相田勇(1981)は、古記録を基にした津波の数値実験から東海沖と房総沖の相模トラフ沿いの二つの断層による波源域を仮定し、房総沖の断層は地震モーメントM0 = 5.3×1021N・m (Mw = 8.4)、東海沖はM0 = 6.4×1021N・m (Mw = 8.5)と推定しているが、歴史記録が乏しく近似の程度は余り良くないとされる[30][31][32]。但し、この断層モデルには南海道沖の震源域は含まれていない。
西日本の南海トラフ沿いに強震動が及ばなかった事を重要視した説である。津波が広い範囲に及びながら確かな震害の記録がないことから、東海はるか沖[21]、あるいは遠地津波も否定できないとする見方もある[33]。
瀬野徹三(2011)は、慶長地震はいわゆる津波地震であって、プレート境界のまともな脆性剪断破壊ではない可能性が大きいとして、南海トラフにおける巨大地震の一つとして含めることは出来ないとしている[34]。
大森房吉(1913)は、本地震による津波は広範に及ぶものの、八丈島と房総半島東岸の津波が殊に甚だしいため、震源は元禄地震に近い房総沖近傍にあると考えた[35]。
都司嘉宣は、この地震は関東で揺れの記録が見られるものの、駿河、遠江、三河、伊勢など東海地方で確実な揺れの記録が皆無であるとして、史料事実から慶長東海地震は無かったとし、東海地震では無く南関東沖地震としている[36]。
2013年10月の地震学会で、石橋克彦・原田智也らは、慶長地震が南海トラフのプレート境界型地震ではなく伊豆・小笠原海溝の一部(鳥島付近100km四方前後)のM8.2-8.4の地震を仮定すると津波の再現ができるとした[37][38]。
松浦律子(2013)も慶長地震は震源が南海トラフではないとし、地震動の記録は戦乱の中記録が正確に伝わらなかった可能性もあり、例えばインドネシアやパプアニューギニア島北方、フィリピン等で起きた地震による遠地津波の可能性も否定できないとした。南海トラフの地震が100年に1回という先入観に捕われるのではなく、昭和地震は例外として南海トラフ巨大地震は200年に一度程度の発生が本来の姿だとした[39]。

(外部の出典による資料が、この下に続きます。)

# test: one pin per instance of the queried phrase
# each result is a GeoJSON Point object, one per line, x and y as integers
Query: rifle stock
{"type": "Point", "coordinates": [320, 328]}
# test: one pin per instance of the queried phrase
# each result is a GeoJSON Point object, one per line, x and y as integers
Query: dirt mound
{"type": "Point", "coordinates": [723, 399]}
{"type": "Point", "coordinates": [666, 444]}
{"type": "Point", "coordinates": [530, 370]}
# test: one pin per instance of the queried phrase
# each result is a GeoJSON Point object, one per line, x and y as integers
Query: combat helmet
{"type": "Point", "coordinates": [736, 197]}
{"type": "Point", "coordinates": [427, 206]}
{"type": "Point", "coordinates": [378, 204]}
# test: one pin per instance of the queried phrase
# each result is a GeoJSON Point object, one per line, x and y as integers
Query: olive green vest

従来想定されている南海トラフ沿いの地震とはメカニズムが異なるため、将来の活動は予測できていない。津波地震という性質のため、三陸津波・チリ地震津波などと同じく、予兆なく津波が襲来した場合の被害は想定以上のものとなる可能性もある。
津波から約8ヶ月半後の慶長10年9月15日(1605年10月27日)に八丈島西山で、約11ヶ月半後の慶長10年12月15日(1606年1月23日)に八丈島付近の海底で噴火が発生した[44]。